Urszula Skrok - Wolska
Joan Casellas from Brazil was the fifth one that evening. It says about itself: OZIM: Visitors, Collectors, Minimedies. He is a permanent photographer who uses the medium as a document of the surrounding reality and himself. The performer started his performance by placing a notebook and two orange briefcases on the floor. Then, approaching the crowded viewers, he invited them to take pictures of him, expressing his love for photography and being photographed. The participants could not only photograph the artist, but also position him for pictures, pose with him, and order him to reveal his body.
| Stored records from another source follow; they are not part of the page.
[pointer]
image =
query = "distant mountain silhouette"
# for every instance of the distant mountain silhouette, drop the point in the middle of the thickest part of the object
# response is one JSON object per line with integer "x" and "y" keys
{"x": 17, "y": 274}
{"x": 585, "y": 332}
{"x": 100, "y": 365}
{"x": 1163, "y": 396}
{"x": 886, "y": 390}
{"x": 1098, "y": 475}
Each Casellas obediently performed. After the end of the first part of the speech, the performer approached the wall and stuck a contact e-mail address to it, to which the audience can send photographs for the artist's documentation. In the second part, the performer, walking with a notebook, showed selected audience photos of a time-lapse movie showing the artist shaving. Then he stood in the middle of the gallery holding the previously mentioned folders in his hands. Moving away from the chest, he lifted it up and, standing on his toes, he circled around his axis repeating aloud the sequence of numbers from 1-10. The last part of Casellas's action caused the most emotions, as the artist managed to persuade two men to undress with him and pose for photos of the audience.
Alicja Pertkiewicz
The last one of the evening was Robert Alda (Poland / Norway) dealing with performance, photography, installation and painting. The action began in silence, we saw an artist in a dog mask lying on a blanket in front of the TV set. Suddenly news began illustrating the current situation in the country. As the number of tragic or outrageous messages increased, the performer began to react to them with his whole body. His nervous movements combined characteristics of a dog and a human. Every now and then he commented on the messages:? Leave my house ?,? It's for my money ?. In the information society paradox, Alda reveals an important aspect of bombarding us with news, mental and moral devastation, anesthesia to pain and harm. In his opinion, the media attack our psyche, personality, sense of value and security, they are aggressive and total.